I did love Elastigirl. She was AWESOME!!! There seemed to be some limits to her stretching ability, but man, such a cool character. And her pilot scene when she's flying to the island, no use of her "powers" whatsoever until the plane gets hit.

Uh-oh, aside time. If Reed could stretch, could he also compress? How tightly could he compact his body?

The Prowler (once went pentatonic in c# minor).

Murray said...

Prowler - there was an early FF (#13) where a cranky Thing stuffed Reed into a glass flask. The flask extended out of sight below the panel, but what was visible couldn't have been more than two litres.
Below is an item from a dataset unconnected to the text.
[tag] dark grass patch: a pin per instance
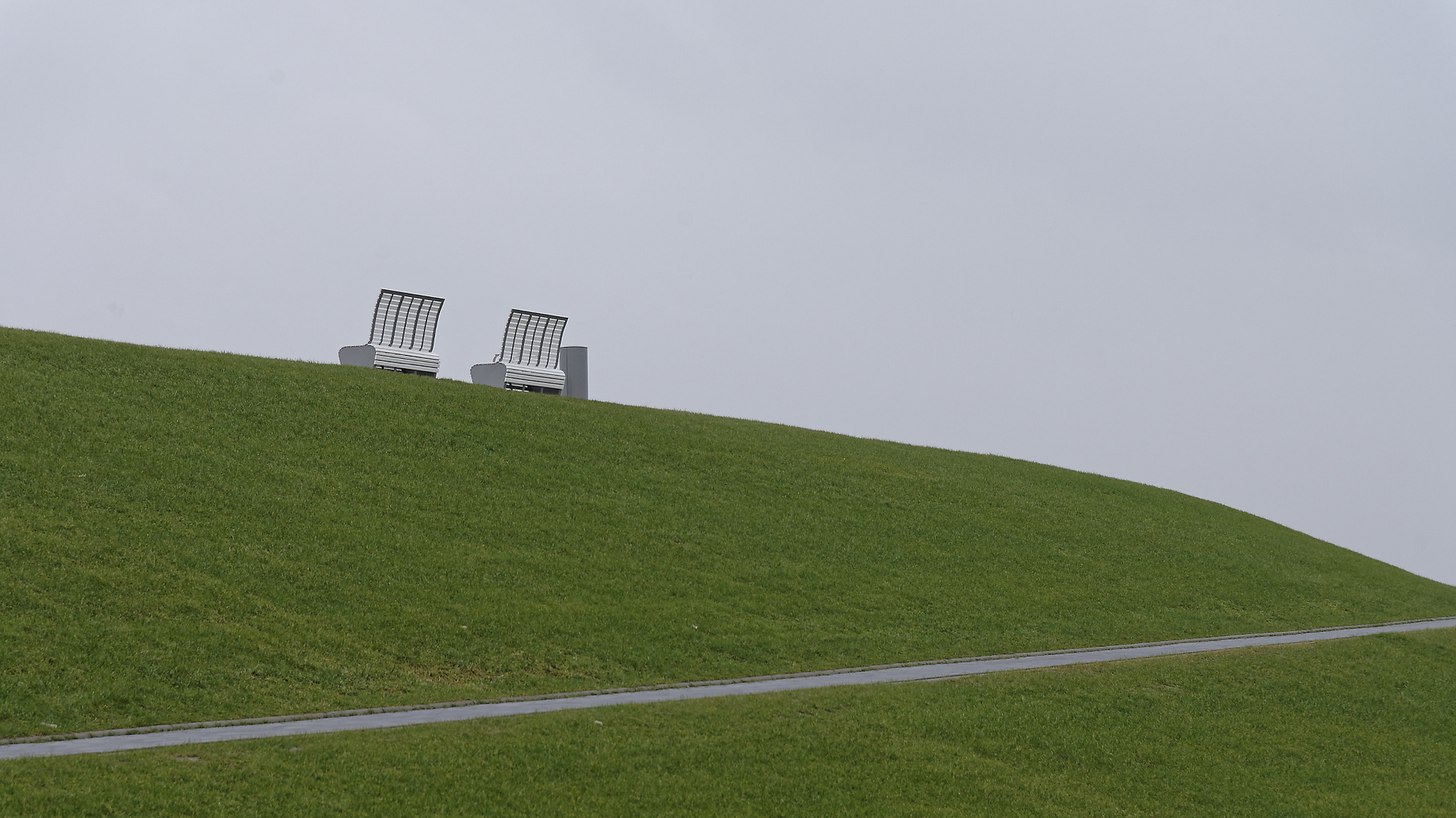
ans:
(1361, 726)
As to what his lower half is doing while his upper part is stretching, I love the scene in Amazing Spider-Man #669. Reed stretches over and interrupts J.J.J. Jonah is startled and blusters "Dag blast it Richards! Why can't you walk over here like a regular person?"
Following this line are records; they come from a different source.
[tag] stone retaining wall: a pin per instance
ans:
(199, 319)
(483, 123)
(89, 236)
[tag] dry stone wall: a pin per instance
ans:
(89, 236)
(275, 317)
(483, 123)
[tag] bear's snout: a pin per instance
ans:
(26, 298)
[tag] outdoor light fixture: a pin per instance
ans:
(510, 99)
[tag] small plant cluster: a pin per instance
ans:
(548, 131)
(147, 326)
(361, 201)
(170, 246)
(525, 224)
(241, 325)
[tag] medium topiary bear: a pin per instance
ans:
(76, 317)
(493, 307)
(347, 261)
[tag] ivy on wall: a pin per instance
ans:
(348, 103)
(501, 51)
Jonah's aide is looking off panel with an uncertain expression. She mutters "I...think he's doing that as well, sir."

Fred W. Hill said...

Mr. Fantastic is the stretchy hero most represented in my collection -- seems almost odd to refer to him by that name as even from the beginning it was very rarely used. To his friends, enemies and the general public he was Reed Richards, or Stretcho to his best buddy. And yeah, even without his cosmic-ray induced powers he'd still be a formidable superhero based on his capacity to stretch his mind inventively.
I eventually became familiar with Plastic Man -- I have the book about him and Jack Cole by Art Spiegelman. As with the Binder/Beck Captain Marvel, Plas worked best, IMO, in his separate reality, but given that DC absorbed both their worlds, well, the characters mostly look the same but aren't really the same heroes created about 75 years ago. And despite having similar powers, Plas and Reed are worlds apart in personality and the types of stories they work best in.

William said...

Edo, I love those issues of Adventure Comics with the Pasko & Staton Plasticman stories in them. I still have the entire run in my collection. I still think it's the best interpretation of the character since Cole.
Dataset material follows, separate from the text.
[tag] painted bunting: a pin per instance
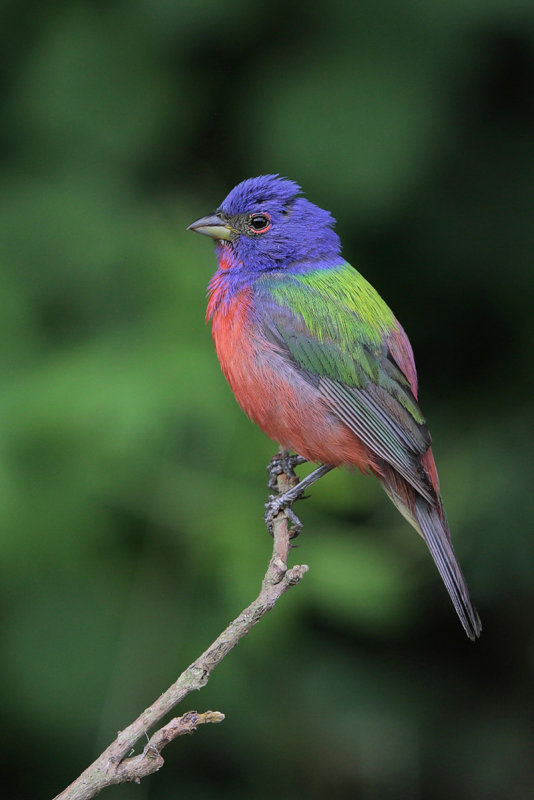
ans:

And Prowler, if you think too much on how most super powers could possibly work, your head will explode.

Anonymous said...

I recall reading an issue of the Lee/Kirby FF many years ago where Reed compacts his while body into a tiny ball and has someone fire him into a giant robot to neutralize it.

I can't recall the exact issue number or any other story details but what struck me about this issue was the fact that Reed finally demonstrated how versatile and effective his stretching (or should it be molecular control) ability could be in a crisis situation. Usually he's depicted just stretching an arm or his torso or else wrapping his limbs around someone to restrain them, and that's about all we normally see.

Personally, I believe Reed's stretching powers have been one of the most underused in the Marvel universe.


- Mike 'really need to stretch myself' from Trinidad & Tobago.

Goldenrulecomics said...

Jack Cole's Plastic Man was probably the best use of a stretchy character, while Mr. Fantastic's power almost seems beside the point. The old Elongated Man's early detective stories were all right, but always seemed a second-tier character to me.

Unknown said...

viable? yes. interesting? only the way cole used it with plas. plas doesn't just stretch, he can transform his body into any shape he can imagine. that made for hilariously surreal adventures.

reed is one of my fave heroes but his powers are like the last reason why. i like that he has a super flexible mind with a body to match but his smarts and his spock like inability to comprehend what others around him are feeling are what make him one of my fave characters of all time.

elongated man is ok. the least interesting of the three to me. but i do feel he's abetter fit for the dcu than plas and i always enjoyed him in the league. just not on his own so much.